The plot’s culmination takes place in the woods outside Pittsburgh. Here, a shotgun-wielding author transformed (through the help of esoteric narcotics) into Bigfoot chases Peter and his friend through the forest. An alien ship or a helicopter hovers above them. The police arrive. The result is jail for Peter, and Helen’s body found floating in the Allegheny River.

“I suppose I’d always thought of Helen in the past tense anyway,” Peter explains, after he learns of her death. But he may be talking about himself: though he is narrating, part of him seems to have disappeared as well. He seems, however, not to miss this part, or to even acknowledge the difference. His soul seems to be in a place.

When Peter buys a house or goes to a gym, the tone is elegiac, as if the events have been overtaken by grace. In Helen’s funeral, ceremony and speeches are overwhelmed by same tone, a grace realer than convention allows. At the end of the conspiracies, Peter realizes, is the world that he has actually made. It is this world he is a part of, and in which he must work. There is absolutely no sense of religion or divine interruption in this change. Peter simply began to think differently.
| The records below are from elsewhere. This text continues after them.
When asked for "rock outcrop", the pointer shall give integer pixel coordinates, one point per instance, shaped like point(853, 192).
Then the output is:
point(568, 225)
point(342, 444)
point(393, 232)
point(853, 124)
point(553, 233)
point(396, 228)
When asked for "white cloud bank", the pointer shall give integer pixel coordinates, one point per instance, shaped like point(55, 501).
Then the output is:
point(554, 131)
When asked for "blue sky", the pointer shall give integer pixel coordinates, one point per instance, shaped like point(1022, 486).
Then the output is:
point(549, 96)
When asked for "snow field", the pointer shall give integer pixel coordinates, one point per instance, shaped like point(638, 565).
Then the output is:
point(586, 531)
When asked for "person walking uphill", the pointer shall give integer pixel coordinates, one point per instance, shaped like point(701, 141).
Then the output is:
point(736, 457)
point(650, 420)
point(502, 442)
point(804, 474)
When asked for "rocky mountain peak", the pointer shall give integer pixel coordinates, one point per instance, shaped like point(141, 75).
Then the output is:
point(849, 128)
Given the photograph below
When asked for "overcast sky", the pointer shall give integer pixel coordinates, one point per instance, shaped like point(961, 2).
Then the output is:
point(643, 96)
But his beliefs remain unchanged. The sentimental conservative view is that the educated are taught everything but belief. So to believe, they must unlearn their education in order to participate fully in the world. The Bend of the World inverts that proposition: we are taught belief, it suggests. We are taught belief in art, institutions, personas, and higher planes of existence. But we are not given any philosophy or education through which belief can be grounded, and if necessary, forgotten or destroyed. The title suggests that of a real world beyond the many conspiratorial worlds. Their end, unlike the end of an actual life, will be no loss. And it may be, in our dreams of conspiracies that end up circling on their own logic, what we hope to achieve.
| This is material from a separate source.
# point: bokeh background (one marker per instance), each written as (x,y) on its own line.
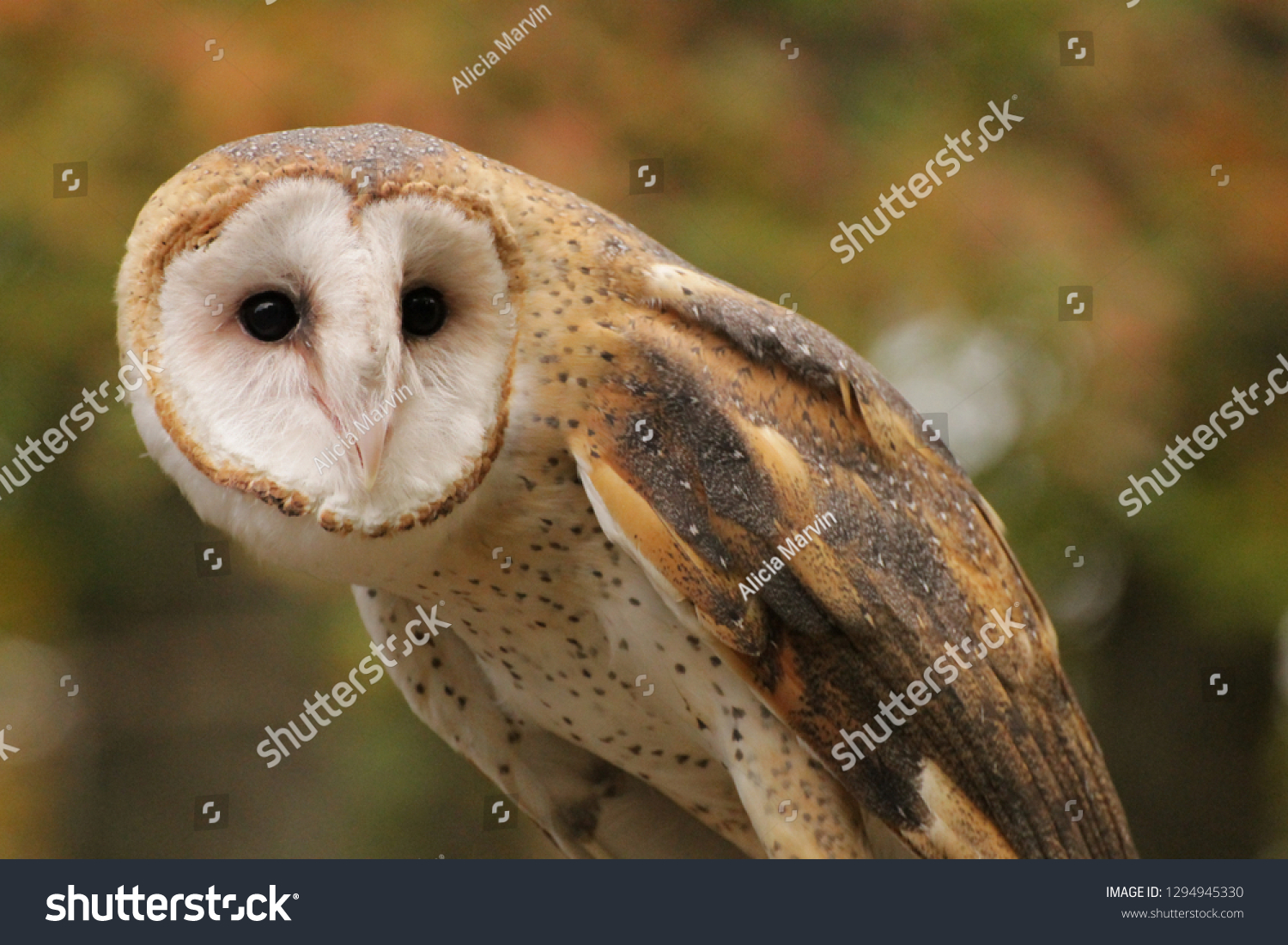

But the novel also holds out the possibility that grace may be simply a fugue-like combination begun by death and held in place by grief. After time has passed, the world moves on and grace is forgotten. It may already be forgotten, or not as bright, as Peter thinks at the end of the book. If so, what this means is beyond any to acknowledge, and more importantly, it lays beyond our responsibility to control. The idea that grace or enlightenment or comprehension can be ordered is an idea that creates another world. It is this that connects Peter’s fate to a moralism that proscribes nothing and predicts nothing. It is interesting to compare this to the moralism that has dominated American fiction for some time: the end of irony and the return of common sincerity. This has been, since Wallace’s E Unibus Pluram, non-standard gospel for modern literary fiction. And yet Bacharach’s moralism feels far more real and honest and most importantly, kind, than the desperate life-changing tone of Infinite Jest or Wallace’s later work. It’s hard, actually, not to think, in a mean-spirited way, that the generic target audience of Infinite Jest, ambitious twenty-something slackers, became exactly what that book seems to fear the most: forty-something bourgeois still happily tortured by the needs in their heads and fears for their future.
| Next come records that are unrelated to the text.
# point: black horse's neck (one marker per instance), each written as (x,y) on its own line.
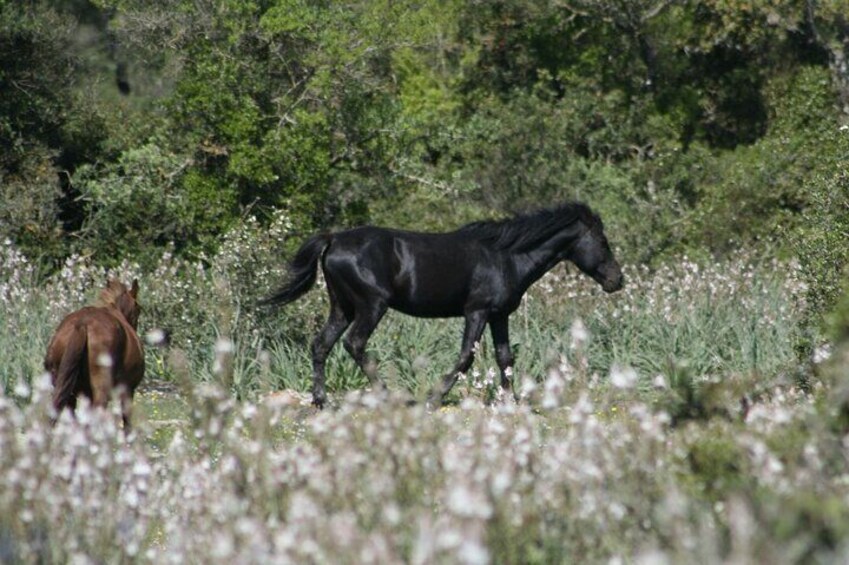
(534,263)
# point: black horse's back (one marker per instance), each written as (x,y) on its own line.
(303,271)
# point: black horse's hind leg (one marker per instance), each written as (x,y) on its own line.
(336,325)
(503,355)
(365,321)
(475,323)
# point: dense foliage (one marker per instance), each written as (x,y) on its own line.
(701,125)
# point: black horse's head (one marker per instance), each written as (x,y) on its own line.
(592,254)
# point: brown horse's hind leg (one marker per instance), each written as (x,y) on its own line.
(126,397)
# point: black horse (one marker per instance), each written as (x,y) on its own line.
(479,271)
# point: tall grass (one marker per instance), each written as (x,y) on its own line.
(708,320)
(627,446)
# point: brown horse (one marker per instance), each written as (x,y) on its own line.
(96,349)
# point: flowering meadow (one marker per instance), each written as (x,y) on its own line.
(671,422)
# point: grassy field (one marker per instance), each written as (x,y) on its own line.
(671,422)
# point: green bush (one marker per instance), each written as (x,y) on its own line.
(145,201)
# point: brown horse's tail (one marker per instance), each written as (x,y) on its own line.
(302,271)
(70,368)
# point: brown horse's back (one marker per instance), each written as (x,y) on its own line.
(94,350)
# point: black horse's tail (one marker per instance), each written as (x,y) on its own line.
(302,271)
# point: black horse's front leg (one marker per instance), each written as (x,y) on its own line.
(475,323)
(503,354)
Though this is Bacharach’s first novel, he has had a long career on the internet. He was the pseudonymous IOZ behind the Who Is IOZ blog, and now blogs under his name at his personal website. His voice was and is that of a bemused anarchist with a sharp moralism and affection for weirdness, geek culture, and dense sentence structure, as if Sterne or Thomas Browne had spent their lives playing computer games and watching bad sci-fi movies. The Bend of the World sharpens that voice into a moral journey of philosophy, or anti-philosophy, in the guise of a coming-of-age story (if twenty-nine is the new thirty) that happens to operate under the sign of alien spaceships.

 
Thomas Schrope is a writer living in New York.